For the second time in just five months, the Society of Professional Journalists — which represents thousands of print, broadcast, and online news writers, opinion writers, photojournalists, editors, directors, and managers — has felt the need to pen an open letter asking law enforcement “to refrain from arresting journalists” while out covering breaking news and while out “making sure that Americans stay informed.”

The first such letter was put out in June during the unrest and mayhem that followed the tragic death of George Floyd while in the custody of Minneapolis police. Journalists identifying themselves as working were hit with tear gas, rubber bullets, and handcuffs “at an alarming rate,” the society stated. In some instances, reporters and photographers were clearly targeted.

As just a couple of examples, in Detroit, a newspaper reporter "was withdrawing from a confrontational protest … when police began chasing him and several demonstrators with pepper spray. He lifted up his media badge but still got hit fully in the face," USA Today reported. "Police slapped a phone from a hand of a (Detroit) Free Press photographer as she streamed the scene live." In Minneapolis, a photojournalist from WCCO-TV was struck by a rubber bullet, forced to the ground, and taken into custody, despite identifying himself as a member of the local media, his station said. Also in Minneapolis, a clearly credentialed and clearly working crew from CNN was arrested — while live on the air; the cable network's camera was left on the ground, still broadcasting.

"Please let us do our jobs," the Society of Professional Journalists’ June letter pleaded. "Treat us with the same respect and dignity that you would want. These are very volatile situations and we do our best to cover these stories under the same conditions (as law enforcement). ... We should not be put in any danger for doing our jobs."
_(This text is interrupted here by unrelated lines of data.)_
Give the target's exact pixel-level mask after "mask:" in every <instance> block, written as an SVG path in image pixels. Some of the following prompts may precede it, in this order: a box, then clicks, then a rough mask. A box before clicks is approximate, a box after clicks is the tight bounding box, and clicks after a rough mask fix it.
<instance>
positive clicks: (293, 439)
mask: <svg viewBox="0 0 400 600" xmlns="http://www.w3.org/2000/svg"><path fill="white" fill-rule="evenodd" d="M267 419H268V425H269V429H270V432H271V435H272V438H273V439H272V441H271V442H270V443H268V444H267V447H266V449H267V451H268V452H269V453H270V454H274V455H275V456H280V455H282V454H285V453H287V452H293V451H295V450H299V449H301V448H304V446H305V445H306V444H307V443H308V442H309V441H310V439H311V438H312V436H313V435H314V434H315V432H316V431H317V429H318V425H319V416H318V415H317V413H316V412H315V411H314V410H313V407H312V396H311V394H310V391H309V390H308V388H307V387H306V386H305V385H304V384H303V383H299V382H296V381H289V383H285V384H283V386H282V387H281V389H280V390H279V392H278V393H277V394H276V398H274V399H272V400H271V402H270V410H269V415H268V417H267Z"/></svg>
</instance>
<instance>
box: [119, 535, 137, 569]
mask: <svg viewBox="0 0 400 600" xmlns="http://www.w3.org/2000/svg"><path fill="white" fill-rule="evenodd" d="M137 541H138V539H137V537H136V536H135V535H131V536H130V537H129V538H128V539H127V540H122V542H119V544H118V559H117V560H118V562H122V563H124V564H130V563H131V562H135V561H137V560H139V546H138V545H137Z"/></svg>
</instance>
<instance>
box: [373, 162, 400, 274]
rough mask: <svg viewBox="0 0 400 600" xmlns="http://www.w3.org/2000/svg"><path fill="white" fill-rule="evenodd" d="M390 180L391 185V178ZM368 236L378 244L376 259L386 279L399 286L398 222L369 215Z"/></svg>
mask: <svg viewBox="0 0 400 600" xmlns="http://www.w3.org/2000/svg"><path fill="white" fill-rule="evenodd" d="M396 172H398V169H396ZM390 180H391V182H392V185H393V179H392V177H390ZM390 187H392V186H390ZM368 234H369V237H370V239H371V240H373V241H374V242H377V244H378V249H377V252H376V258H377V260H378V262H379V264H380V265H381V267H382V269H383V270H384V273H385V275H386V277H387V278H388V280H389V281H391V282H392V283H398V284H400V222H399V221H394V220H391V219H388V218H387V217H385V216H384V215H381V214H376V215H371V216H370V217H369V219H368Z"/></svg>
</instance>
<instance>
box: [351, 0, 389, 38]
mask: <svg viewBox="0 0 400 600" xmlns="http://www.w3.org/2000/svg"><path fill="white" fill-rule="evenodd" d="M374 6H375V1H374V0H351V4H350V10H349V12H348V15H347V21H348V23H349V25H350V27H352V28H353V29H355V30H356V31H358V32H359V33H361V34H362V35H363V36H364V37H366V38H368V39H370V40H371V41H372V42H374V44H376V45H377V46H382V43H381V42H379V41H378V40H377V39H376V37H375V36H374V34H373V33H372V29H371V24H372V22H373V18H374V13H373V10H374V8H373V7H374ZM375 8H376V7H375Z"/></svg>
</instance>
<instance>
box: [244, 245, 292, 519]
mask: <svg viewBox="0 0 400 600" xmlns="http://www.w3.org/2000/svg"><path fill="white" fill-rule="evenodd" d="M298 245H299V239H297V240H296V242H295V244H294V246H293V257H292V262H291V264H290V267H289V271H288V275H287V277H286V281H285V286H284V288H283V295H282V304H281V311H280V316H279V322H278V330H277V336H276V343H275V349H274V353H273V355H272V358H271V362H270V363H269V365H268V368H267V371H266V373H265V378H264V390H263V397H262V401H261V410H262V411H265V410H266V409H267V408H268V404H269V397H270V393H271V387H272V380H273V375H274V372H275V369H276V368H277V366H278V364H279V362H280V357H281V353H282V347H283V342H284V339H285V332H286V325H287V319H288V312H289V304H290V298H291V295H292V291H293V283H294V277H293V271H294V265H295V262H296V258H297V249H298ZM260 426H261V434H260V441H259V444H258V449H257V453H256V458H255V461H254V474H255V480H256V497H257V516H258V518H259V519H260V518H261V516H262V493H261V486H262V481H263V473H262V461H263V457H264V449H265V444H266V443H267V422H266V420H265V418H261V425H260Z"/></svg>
In the chaos of violence and threats, the inability or unwillingness of police to differentiate between rioters and working news crews can be understandable. However, “It is troubling that … charges against (journalists) aren’t dropped as quickly as possible once the facts are sorted out,” the society argued in its second letter, which was released Friday.


The new letter, with its renewed plea, was sent to “law enforcement leaders” and was signed also by 24 other media-supporting groups, institutions, and organizations. It was prepared in anticipation of possible unrest related to Tuesday’s election, particularly the presidential vote.

“Our request is not politically motivated in any way,” however, the signers insisted. “For centuries under the First Amendment, law enforcement officers and journalists have both been able to do their respective jobs without fear of conflict or harassment. … You must persuade your colleagues, commanders and chiefs, and the mayors and governors who direct them, to halt the deliberate and devastating targeting of journalists in the field. We urge you to speak out against the arrests of journalists in the field.”

The pandemic, social justice demonstrations, and other unrest are making 2020 a particularly challenging era for journalists and law enforcement alike. One’s mission is to protect, the other’s is to inform. Media members are the public’s eyes and ears on the truth. The role is so important, it is constitutionally protected by the First Amendment.

“Reporters and photographers are there to record the truth, as peaceful or as violent as it may be. We are considered public servants in this role, not part of the protests but there to document it for the American people," a USA Today column stated in June. "When police target us as we stand off to the side or back from the action, reporting, recording, interviewing, that is not an accident.”

Nor is it acceptable, as open letter after open letter has pointed out.